In yoga, a Drishti is your point of focus and “a means of developing concentrated intention”. Yogis usually refer to this as a physical point of focus, something to hold your gaze, so that you don’t lose your balance. For example, in a balancing pose, such as tree, or vrikshasana, you might stare at a still spot on a wall to assist with balance.
However, what if we apply this same concept to our inward focus?:
- Where do hold your inner gaze?
- What are you focused on?
- What are you thinking and believing?
- Does your inner Drishti facilitate balance in your life, or does it do the opposite?
Meditation conditions us to be mindful observers of our inner world. While in meditation, we can’t help but notice the thoughts that run through our minds. According to a psychological study from Queens University in Kingston, Ontario, via studying the brain through MRI scans, they estimate we have 6,200 thoughts per day.

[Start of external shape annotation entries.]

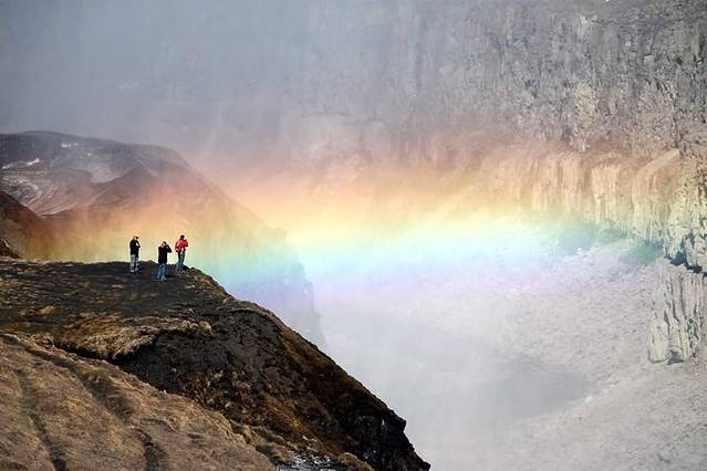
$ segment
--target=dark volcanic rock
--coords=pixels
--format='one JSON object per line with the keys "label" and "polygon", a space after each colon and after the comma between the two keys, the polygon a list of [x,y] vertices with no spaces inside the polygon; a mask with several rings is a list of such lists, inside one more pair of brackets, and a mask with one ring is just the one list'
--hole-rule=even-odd
{"label": "dark volcanic rock", "polygon": [[154,271],[152,263],[131,275],[123,263],[8,259],[0,331],[41,336],[189,397],[223,414],[273,461],[428,468],[403,419],[270,312],[197,270],[164,283]]}
{"label": "dark volcanic rock", "polygon": [[0,189],[61,233],[54,259],[122,260],[133,234],[141,236],[145,257],[162,240],[186,233],[188,259],[207,264],[229,291],[323,341],[312,289],[283,234],[173,150],[58,133],[0,135]]}
{"label": "dark volcanic rock", "polygon": [[0,410],[3,470],[272,468],[222,415],[23,336],[0,334]]}

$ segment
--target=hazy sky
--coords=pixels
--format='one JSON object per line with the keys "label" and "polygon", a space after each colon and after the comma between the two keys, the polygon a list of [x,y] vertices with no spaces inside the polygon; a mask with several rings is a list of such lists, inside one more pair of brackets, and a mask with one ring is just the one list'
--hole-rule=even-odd
{"label": "hazy sky", "polygon": [[187,154],[214,138],[266,138],[297,78],[308,3],[2,0],[0,129]]}

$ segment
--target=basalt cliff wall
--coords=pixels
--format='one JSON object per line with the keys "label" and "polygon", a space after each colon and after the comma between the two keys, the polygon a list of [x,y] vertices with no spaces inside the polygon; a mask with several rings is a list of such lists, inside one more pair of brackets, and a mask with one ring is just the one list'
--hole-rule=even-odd
{"label": "basalt cliff wall", "polygon": [[[327,133],[305,133],[310,147],[298,142],[300,154],[314,161],[345,155],[361,166],[389,158],[465,168],[471,201],[579,216],[662,247],[648,357],[698,356],[707,265],[707,2],[437,7],[401,0],[356,12],[318,4],[310,31],[316,62],[304,81],[313,105],[299,123]],[[341,18],[358,28],[336,28]],[[327,60],[334,56],[325,38],[344,51],[339,59]],[[344,63],[352,51],[365,54]],[[332,135],[337,139],[329,144]]]}

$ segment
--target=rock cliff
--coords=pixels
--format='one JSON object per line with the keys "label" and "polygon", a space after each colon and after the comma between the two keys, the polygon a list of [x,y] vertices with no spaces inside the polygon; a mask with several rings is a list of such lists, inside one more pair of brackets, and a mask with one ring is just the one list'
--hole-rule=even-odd
{"label": "rock cliff", "polygon": [[[58,133],[0,135],[0,189],[31,210],[21,212],[3,197],[3,211],[14,214],[7,221],[20,218],[33,227],[24,228],[29,257],[123,260],[127,240],[139,234],[142,257],[152,259],[162,240],[186,233],[188,259],[212,270],[231,292],[278,310],[303,335],[323,341],[312,289],[283,234],[169,149]],[[32,211],[43,218],[28,216]],[[37,245],[50,232],[58,234],[51,252],[40,253]]]}
{"label": "rock cliff", "polygon": [[[272,313],[235,300],[198,270],[160,283],[154,269],[131,274],[125,263],[0,261],[0,333],[24,336],[1,337],[9,357],[0,405],[12,409],[27,449],[41,448],[39,440],[49,458],[74,465],[93,457],[75,454],[93,438],[56,435],[69,411],[55,411],[46,398],[64,390],[75,412],[110,419],[111,457],[136,463],[177,462],[204,444],[189,460],[218,450],[215,468],[233,457],[258,468],[263,454],[294,469],[429,468],[403,419]],[[49,384],[54,373],[60,379]],[[25,401],[19,410],[17,397]],[[83,397],[92,399],[82,405]],[[8,443],[11,437],[0,435]]]}

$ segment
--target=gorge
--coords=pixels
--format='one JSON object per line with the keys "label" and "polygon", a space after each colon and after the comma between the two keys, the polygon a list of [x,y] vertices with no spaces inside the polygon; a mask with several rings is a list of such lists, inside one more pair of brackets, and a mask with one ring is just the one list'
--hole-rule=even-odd
{"label": "gorge", "polygon": [[434,469],[707,463],[707,2],[3,9],[2,207],[71,241],[31,257],[186,227]]}

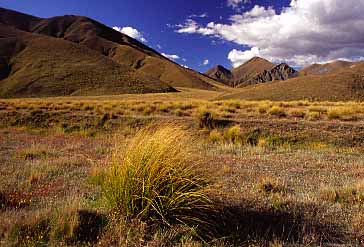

The majority of these thoughts are not conscious, which means that many of our thoughts are happening and affecting us without us consciously realizing them. Many of those thoughts are benign and useful, they keep us functioning without having to be fully consciously engaged in everything we do. However, many of our thoughts are repeated negative stories that do not facilitate balance and growth.
When we practice holding our focus in meditation, naturally, we start to become more aware of the thoughts that run through our minds. You may begin to observe with greater awareness the thoughts that are most frequent. By recognizing their presence, we are able to be more objective with our own minds.
And you can imagine, that the more aware you are of our thoughts, the more you are in control of them.
I would recommend incorporating even 5 minutes a day, every day, to see more balance in your life. Consistency is key, so try it for a week and see what happens.